PS: rear left sensor, another thing on the agenda


----------



## Amulet banana (Nov 12, 2018)

Donk you are my hero, this will hopefully be getting made over Christmas if the parts turn up in time, what's the difference between this and the screw method apart from the install obviously? I'm stil new to all this haldex trickery :lol:


----------



## A_Banging_Donk (Apr 22, 2017)

FISblocks is definitely on the agenda, it should be quite easy to implement.. was a big reason for offloading admin to the master unit.

The insert can't be turned off or removed too easily which is why I started this... You end up with much more control which the insert can't give you


----------



## Ganja47 (Oct 18, 2018)

A_Banging_Donk said:


> FISblocks is definitely on the agenda, it should be quite easy to implement.. was a big reason for offloading admin to the master unit.
> 
> The insert can't be turned off or removed too easily which is why I started this... You end up with much more control which the insert can't give you


that's awesome, looking forward to FISblocks. my wheel speed sensor is on the way and i've secured the wire so it's not a problem just now. abs and esp warning light are off so I'm ready to go but...
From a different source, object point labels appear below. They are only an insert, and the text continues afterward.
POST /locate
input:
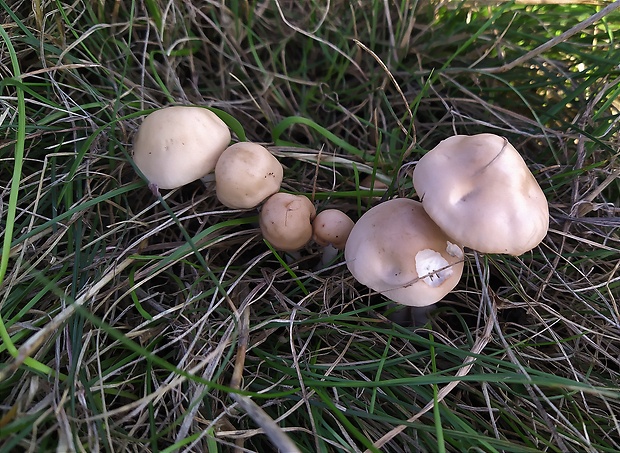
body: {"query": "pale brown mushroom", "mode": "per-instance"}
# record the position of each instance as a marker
(396, 249)
(246, 174)
(177, 145)
(285, 220)
(479, 190)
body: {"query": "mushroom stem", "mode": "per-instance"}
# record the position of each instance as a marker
(154, 189)
(328, 254)
(409, 316)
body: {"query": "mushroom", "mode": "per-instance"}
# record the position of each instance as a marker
(396, 249)
(245, 174)
(479, 190)
(286, 221)
(177, 145)
(330, 230)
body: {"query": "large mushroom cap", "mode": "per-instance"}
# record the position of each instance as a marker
(177, 145)
(286, 221)
(245, 174)
(397, 250)
(479, 190)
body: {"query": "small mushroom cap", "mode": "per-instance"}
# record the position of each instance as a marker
(396, 249)
(479, 190)
(332, 226)
(177, 145)
(286, 221)
(245, 174)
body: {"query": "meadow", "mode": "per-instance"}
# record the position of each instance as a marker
(136, 323)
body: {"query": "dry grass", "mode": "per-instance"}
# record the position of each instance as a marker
(131, 323)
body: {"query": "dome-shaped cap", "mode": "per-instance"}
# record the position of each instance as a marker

the parts are trickling in just now. only received the TTL usb adapter and the UNO so far. hoping for a few more goodies tomorrow. I'm more than happy to log/debug and test as much as you like as soon as everything is here. also ordered one of those fancy touchscreen IPS screens

I get paid for sitting around a lot nowadays so have ample time on my hands and take every excuse for taking my TT for a spin. it's only been 3 months that she's with me, loving this car


----------



## Ganja47 (Oct 18, 2018)

Amulet banana said:


> Donk you are my hero, this will hopefully be getting made over Christmas if the parts turn up in time, what's the difference between this and the screw method apart from the install obviously? I'm stil new to all this haldex trickery :lol:


I guess you are referring to the powertrack insert? from what I understood stock haldex will slowly transfer power to rear wheels in steps, something like 90/10 80/20 70/30 and so on whereas the powertrack insert will engage a 50/50 lock as soon as the ECU would ask for 90/10 which is certainly a nice concept but doesn't change the fact the car is spending most of it's time in 100/0 so the insert won't do anything until slip occurs

OpenHaldex is more a crude (so far) HPA touchmotion controller to force the haldex into a defined lock state no matter if there is slip or not

someone correct me if I'm wrong, I'm still new to all this too


----------



## A_Banging_Donk (Apr 22, 2017)

In stock form, you get anywhere from 0-100% engagement of the clutch pack but it's quite slow.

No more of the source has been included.